Dit leidt tot administratieve lasten die in de toelichting op de AMvB in kaart worden
gebracht.
5. Uitvoering, toezicht en handhaving
Om vroegsignalering van schulden en gegevensuitwisseling bij schuldhulpverlening te
versterken hebben gemeenten, de koepels (VNG, NVVK, Divosa) en vertegenwoordigers
van de belangrijkste publieke en private schuldeisers vele afspraken gemaakt en hulpmiddelen
ontwikkeld. De rijksoverheid heeft daarbij afwisselende rollen: stimuleren, coördineren
en subsidiëren. De betrokken organisaties zullen deze ontwikkelingsactiviteiten de
komende tijd voortzetten.
Vroegsignalering van schulden
De praktijkervaring die een groot aantal gemeenten inmiddels met vroegsignalering
van schulden heeft opgedaan, is gebundeld in handreikingen die gemeenten gebruiken
om vroegsignalering op grotere schaal toe te passen. De belangrijkste zijn:
– Leidraad Vroegsignalering schulden (2018);
– Vroegsignalering schulden: Lessen uit de praktijk (2018);
– Handreiking vroegsignalering schulden en bescherming van persoonsgegevens (2017).
De branchevereniging voor schuldhulpverlening en sociaal bankieren, NVVK, heeft een
website en webforum om gemeente te ondersteunen bij vroegsignalering.
Om vroegsignalering op landelijke schaal toe te passen zijn naast deze wetswijziging
ook afspraken tussen schuldhulpverleners en schuldeisers nodig. Deze worden tot nu
toe per gemeente en per schuldeiser gemaakt.

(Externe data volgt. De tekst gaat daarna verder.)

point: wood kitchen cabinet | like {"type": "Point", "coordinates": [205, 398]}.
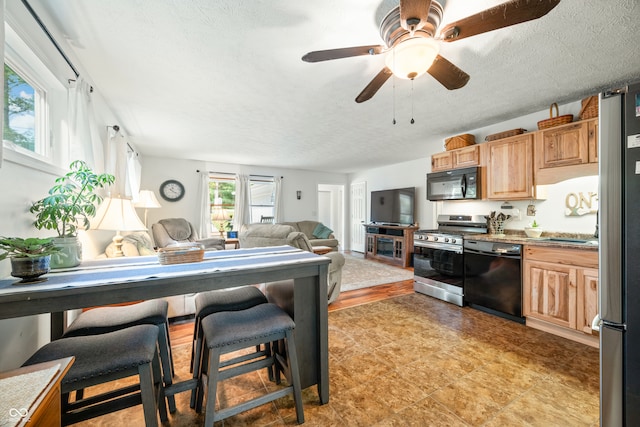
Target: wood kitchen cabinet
{"type": "Point", "coordinates": [459, 158]}
{"type": "Point", "coordinates": [510, 168]}
{"type": "Point", "coordinates": [560, 291]}
{"type": "Point", "coordinates": [566, 151]}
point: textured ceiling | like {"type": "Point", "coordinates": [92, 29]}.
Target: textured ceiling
{"type": "Point", "coordinates": [223, 81]}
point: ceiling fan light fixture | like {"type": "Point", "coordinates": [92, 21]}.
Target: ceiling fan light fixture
{"type": "Point", "coordinates": [412, 58]}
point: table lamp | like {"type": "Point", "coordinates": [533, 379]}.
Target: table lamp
{"type": "Point", "coordinates": [117, 214]}
{"type": "Point", "coordinates": [147, 200]}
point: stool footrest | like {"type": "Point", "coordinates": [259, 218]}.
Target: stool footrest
{"type": "Point", "coordinates": [253, 403]}
{"type": "Point", "coordinates": [185, 385]}
{"type": "Point", "coordinates": [243, 369]}
{"type": "Point", "coordinates": [75, 415]}
{"type": "Point", "coordinates": [82, 403]}
{"type": "Point", "coordinates": [243, 358]}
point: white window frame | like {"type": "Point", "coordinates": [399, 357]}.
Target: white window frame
{"type": "Point", "coordinates": [52, 146]}
{"type": "Point", "coordinates": [219, 177]}
{"type": "Point", "coordinates": [262, 210]}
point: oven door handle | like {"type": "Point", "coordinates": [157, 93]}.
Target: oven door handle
{"type": "Point", "coordinates": [439, 246]}
{"type": "Point", "coordinates": [463, 185]}
{"type": "Point", "coordinates": [492, 253]}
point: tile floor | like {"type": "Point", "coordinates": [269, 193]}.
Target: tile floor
{"type": "Point", "coordinates": [416, 361]}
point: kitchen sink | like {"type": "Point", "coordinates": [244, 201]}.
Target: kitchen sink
{"type": "Point", "coordinates": [570, 240]}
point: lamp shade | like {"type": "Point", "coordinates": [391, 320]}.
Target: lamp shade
{"type": "Point", "coordinates": [147, 199]}
{"type": "Point", "coordinates": [117, 214]}
{"type": "Point", "coordinates": [412, 57]}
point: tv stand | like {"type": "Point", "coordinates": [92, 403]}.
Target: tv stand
{"type": "Point", "coordinates": [389, 243]}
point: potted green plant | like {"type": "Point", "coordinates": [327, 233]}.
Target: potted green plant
{"type": "Point", "coordinates": [68, 207]}
{"type": "Point", "coordinates": [533, 230]}
{"type": "Point", "coordinates": [30, 257]}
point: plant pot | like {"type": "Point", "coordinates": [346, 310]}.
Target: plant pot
{"type": "Point", "coordinates": [30, 269]}
{"type": "Point", "coordinates": [70, 254]}
{"type": "Point", "coordinates": [534, 232]}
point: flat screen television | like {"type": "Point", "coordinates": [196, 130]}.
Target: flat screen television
{"type": "Point", "coordinates": [395, 206]}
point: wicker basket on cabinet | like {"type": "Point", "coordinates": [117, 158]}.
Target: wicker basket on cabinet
{"type": "Point", "coordinates": [555, 121]}
{"type": "Point", "coordinates": [459, 141]}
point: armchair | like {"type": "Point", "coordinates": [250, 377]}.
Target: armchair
{"type": "Point", "coordinates": [173, 231]}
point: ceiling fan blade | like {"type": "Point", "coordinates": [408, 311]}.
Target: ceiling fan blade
{"type": "Point", "coordinates": [375, 84]}
{"type": "Point", "coordinates": [414, 14]}
{"type": "Point", "coordinates": [345, 52]}
{"type": "Point", "coordinates": [504, 15]}
{"type": "Point", "coordinates": [448, 74]}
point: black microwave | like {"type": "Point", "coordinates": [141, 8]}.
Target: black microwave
{"type": "Point", "coordinates": [456, 184]}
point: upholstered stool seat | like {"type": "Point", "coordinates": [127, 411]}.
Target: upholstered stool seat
{"type": "Point", "coordinates": [108, 357]}
{"type": "Point", "coordinates": [210, 302]}
{"type": "Point", "coordinates": [102, 320]}
{"type": "Point", "coordinates": [229, 331]}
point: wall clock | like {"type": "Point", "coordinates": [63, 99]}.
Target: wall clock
{"type": "Point", "coordinates": [172, 190]}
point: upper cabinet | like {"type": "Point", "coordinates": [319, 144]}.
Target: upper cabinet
{"type": "Point", "coordinates": [514, 167]}
{"type": "Point", "coordinates": [510, 168]}
{"type": "Point", "coordinates": [566, 151]}
{"type": "Point", "coordinates": [564, 146]}
{"type": "Point", "coordinates": [459, 158]}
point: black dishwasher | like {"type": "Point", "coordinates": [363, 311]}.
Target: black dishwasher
{"type": "Point", "coordinates": [493, 278]}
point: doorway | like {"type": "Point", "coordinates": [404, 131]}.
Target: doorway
{"type": "Point", "coordinates": [331, 209]}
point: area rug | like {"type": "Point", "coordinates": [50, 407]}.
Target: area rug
{"type": "Point", "coordinates": [359, 273]}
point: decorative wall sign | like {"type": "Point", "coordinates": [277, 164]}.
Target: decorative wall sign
{"type": "Point", "coordinates": [578, 204]}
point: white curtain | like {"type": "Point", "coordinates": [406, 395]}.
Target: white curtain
{"type": "Point", "coordinates": [82, 143]}
{"type": "Point", "coordinates": [118, 163]}
{"type": "Point", "coordinates": [134, 173]}
{"type": "Point", "coordinates": [242, 207]}
{"type": "Point", "coordinates": [2, 85]}
{"type": "Point", "coordinates": [204, 222]}
{"type": "Point", "coordinates": [278, 199]}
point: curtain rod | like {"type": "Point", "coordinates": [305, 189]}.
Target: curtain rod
{"type": "Point", "coordinates": [231, 173]}
{"type": "Point", "coordinates": [48, 34]}
{"type": "Point", "coordinates": [116, 128]}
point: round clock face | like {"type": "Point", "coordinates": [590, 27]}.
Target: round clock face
{"type": "Point", "coordinates": [172, 190]}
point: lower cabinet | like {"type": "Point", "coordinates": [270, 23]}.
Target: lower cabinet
{"type": "Point", "coordinates": [560, 291]}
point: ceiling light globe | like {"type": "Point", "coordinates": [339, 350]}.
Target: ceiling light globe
{"type": "Point", "coordinates": [412, 57]}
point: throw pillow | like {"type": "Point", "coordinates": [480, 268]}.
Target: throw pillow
{"type": "Point", "coordinates": [322, 231]}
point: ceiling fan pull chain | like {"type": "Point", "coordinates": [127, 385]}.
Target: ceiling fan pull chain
{"type": "Point", "coordinates": [394, 92]}
{"type": "Point", "coordinates": [412, 121]}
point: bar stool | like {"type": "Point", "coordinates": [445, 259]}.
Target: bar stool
{"type": "Point", "coordinates": [104, 358]}
{"type": "Point", "coordinates": [102, 320]}
{"type": "Point", "coordinates": [210, 302]}
{"type": "Point", "coordinates": [229, 331]}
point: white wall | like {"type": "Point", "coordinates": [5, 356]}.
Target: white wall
{"type": "Point", "coordinates": [550, 212]}
{"type": "Point", "coordinates": [156, 170]}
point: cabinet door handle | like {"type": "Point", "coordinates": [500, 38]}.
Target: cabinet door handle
{"type": "Point", "coordinates": [596, 322]}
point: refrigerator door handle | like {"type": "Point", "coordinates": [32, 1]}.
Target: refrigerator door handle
{"type": "Point", "coordinates": [596, 322]}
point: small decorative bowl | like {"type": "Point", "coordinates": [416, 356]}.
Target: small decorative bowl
{"type": "Point", "coordinates": [534, 232]}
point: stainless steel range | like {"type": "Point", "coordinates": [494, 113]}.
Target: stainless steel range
{"type": "Point", "coordinates": [438, 256]}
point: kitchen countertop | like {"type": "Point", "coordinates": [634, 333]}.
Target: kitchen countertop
{"type": "Point", "coordinates": [585, 242]}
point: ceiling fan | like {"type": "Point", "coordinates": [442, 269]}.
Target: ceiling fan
{"type": "Point", "coordinates": [411, 36]}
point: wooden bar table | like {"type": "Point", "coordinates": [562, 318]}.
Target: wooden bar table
{"type": "Point", "coordinates": [111, 281]}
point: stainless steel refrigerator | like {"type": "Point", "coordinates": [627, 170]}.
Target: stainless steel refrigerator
{"type": "Point", "coordinates": [619, 235]}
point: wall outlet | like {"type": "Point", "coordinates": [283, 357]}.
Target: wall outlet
{"type": "Point", "coordinates": [531, 210]}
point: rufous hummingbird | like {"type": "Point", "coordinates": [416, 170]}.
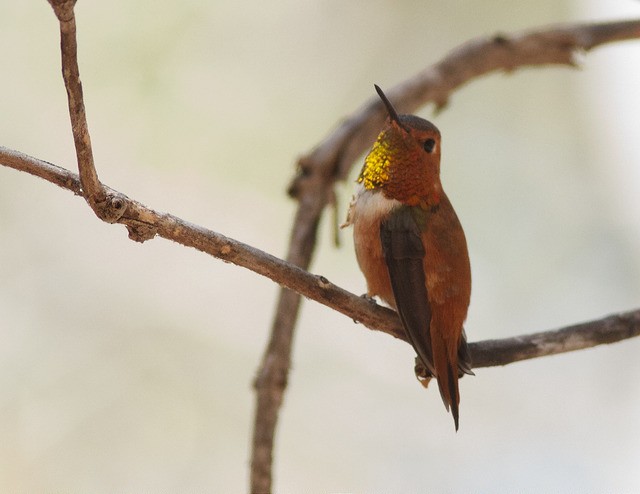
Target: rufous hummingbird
{"type": "Point", "coordinates": [411, 247]}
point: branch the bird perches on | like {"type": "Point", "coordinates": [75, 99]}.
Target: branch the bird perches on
{"type": "Point", "coordinates": [318, 170]}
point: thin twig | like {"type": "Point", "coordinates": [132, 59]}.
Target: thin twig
{"type": "Point", "coordinates": [93, 191]}
{"type": "Point", "coordinates": [318, 170]}
{"type": "Point", "coordinates": [144, 223]}
{"type": "Point", "coordinates": [332, 159]}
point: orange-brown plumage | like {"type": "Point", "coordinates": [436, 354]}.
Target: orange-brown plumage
{"type": "Point", "coordinates": [411, 247]}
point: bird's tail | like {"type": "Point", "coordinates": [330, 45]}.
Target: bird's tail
{"type": "Point", "coordinates": [445, 361]}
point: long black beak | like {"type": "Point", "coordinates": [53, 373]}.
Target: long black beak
{"type": "Point", "coordinates": [393, 115]}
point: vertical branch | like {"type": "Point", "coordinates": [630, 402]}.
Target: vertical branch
{"type": "Point", "coordinates": [93, 191]}
{"type": "Point", "coordinates": [271, 381]}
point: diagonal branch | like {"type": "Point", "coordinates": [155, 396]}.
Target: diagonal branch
{"type": "Point", "coordinates": [332, 159]}
{"type": "Point", "coordinates": [313, 187]}
{"type": "Point", "coordinates": [146, 223]}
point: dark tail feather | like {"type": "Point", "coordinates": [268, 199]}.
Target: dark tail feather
{"type": "Point", "coordinates": [464, 357]}
{"type": "Point", "coordinates": [447, 376]}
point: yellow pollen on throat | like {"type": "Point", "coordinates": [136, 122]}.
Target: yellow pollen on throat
{"type": "Point", "coordinates": [375, 172]}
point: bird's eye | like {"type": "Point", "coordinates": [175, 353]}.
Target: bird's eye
{"type": "Point", "coordinates": [428, 145]}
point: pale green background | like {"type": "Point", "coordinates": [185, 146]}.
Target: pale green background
{"type": "Point", "coordinates": [127, 367]}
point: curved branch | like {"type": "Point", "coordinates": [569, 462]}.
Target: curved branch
{"type": "Point", "coordinates": [317, 172]}
{"type": "Point", "coordinates": [144, 223]}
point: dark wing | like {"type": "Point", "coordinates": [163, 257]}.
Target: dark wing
{"type": "Point", "coordinates": [404, 254]}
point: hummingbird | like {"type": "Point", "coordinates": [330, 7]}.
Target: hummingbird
{"type": "Point", "coordinates": [412, 250]}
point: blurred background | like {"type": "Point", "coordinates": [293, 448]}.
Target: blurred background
{"type": "Point", "coordinates": [128, 367]}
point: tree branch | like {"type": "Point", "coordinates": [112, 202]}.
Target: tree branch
{"type": "Point", "coordinates": [313, 187]}
{"type": "Point", "coordinates": [92, 190]}
{"type": "Point", "coordinates": [373, 316]}
{"type": "Point", "coordinates": [332, 159]}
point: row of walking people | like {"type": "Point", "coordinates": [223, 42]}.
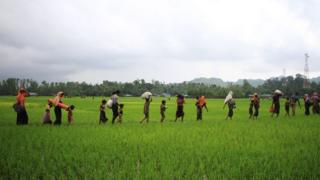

Het Interbestuurlijk Programma, dat momenteel
wordt uitgevoerd, zet onder meer in op landelijke afspraken over vroegsignalering
van schulden. Dit moet leiden tot uniformering en vereenvoudiging, hetgeen noodzakelijk
is voor efficiënte uitvoering en automatisering. De landelijke afspraken krijgen waarschijnlijk
de vorm van één of meer convenanten die onder leiding van VNG en NVVK worden opgesteld
met de belangrijkste schuldeisers.
Voor het digitaal verzamelen en verwerken van signalen over betalingsachterstanden
bestaan al applicaties: Vindplaats van schulden (VPS) van BKR en het Registratie Informatie
Systeem (RIS) Vroeg eropaf van Inforing.
Gegevensuitwisseling besluit toegang en plan van aanpak schuldhulpverlening
Voor snellere hulpverlening is het nodig dat de persoonsgegevens die noodzakelijk
zijn voor schuldhulpverlening digitaal beschikbaar komen voor de gemeentelijke schuldhulpverlening.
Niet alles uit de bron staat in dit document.